Divorce does not eliminate a child’s wishes to spend time with certain family members at certain locations, especially during the holidays. These wishes have special meaning and may be part of the stress a family suffers during divorce. For legal and parenting reasons, however, child custody and visitation should not be readily modified.
First, failure to comply with a custody and visitation agreement can have legal consequences if a parent does not agree to the change. Courts must approve any modifications if the parents do not agree to a deviation or it may impose sanctions.
Shifting parenting schedules upon a child’s wishes undercuts the time and consideration that went into negotiating a reasonable schedule. Co-parenting becomes improvisation instead of planning and predictability.
Changing these schedules can also cause resentment if a child prefers one parent during the holidays and then follows this preference during spring break and summers. This can increase hostility between a child’s parents and reduce the child’s expectations for predictability and consistency and strengthen their belief that they can set the terms of visitation and custody and upset a family’s schedule.
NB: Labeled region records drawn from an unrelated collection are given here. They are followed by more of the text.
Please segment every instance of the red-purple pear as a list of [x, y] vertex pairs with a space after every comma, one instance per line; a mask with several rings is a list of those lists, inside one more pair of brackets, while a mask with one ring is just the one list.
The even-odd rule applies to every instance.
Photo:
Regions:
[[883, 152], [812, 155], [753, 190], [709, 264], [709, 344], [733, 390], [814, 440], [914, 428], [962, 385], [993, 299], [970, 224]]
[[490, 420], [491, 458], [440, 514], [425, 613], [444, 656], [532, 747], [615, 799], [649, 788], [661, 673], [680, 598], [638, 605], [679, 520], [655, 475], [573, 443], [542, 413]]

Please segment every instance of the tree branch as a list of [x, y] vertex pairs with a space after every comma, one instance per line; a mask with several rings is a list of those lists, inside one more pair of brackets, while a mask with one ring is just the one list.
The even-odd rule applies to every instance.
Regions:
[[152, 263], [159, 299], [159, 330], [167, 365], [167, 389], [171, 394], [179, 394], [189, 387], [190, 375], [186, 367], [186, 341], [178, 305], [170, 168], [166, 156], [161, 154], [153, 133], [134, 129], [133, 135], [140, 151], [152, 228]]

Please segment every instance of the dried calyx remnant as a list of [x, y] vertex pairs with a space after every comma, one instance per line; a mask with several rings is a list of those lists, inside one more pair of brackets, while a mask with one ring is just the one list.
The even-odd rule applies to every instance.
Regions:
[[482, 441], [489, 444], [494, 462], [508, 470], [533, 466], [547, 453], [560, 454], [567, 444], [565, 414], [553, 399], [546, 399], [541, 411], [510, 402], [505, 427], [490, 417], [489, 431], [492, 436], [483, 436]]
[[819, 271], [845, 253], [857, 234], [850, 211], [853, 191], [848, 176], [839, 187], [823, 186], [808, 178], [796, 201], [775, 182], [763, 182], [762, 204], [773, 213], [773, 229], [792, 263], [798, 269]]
Changing schedules also puts off the time where the child must accept the idea that their parents are separated and there are changes in the family’s lives. This loss and emotion cannot be avoided. Support, compassion and understanding will be more beneficial instead of random scheduling changes.
Parents should cooperate with meeting some of these needs, however. They can decide to celebrate part of the holiday together. Some schedules may be modified for special events or if a child is exhibiting signs of depression or problems at school.
An attorney can help parents negotiate and prepare a custody and visitation agreement that is fair and reasonable. They can also assist with their enforcement.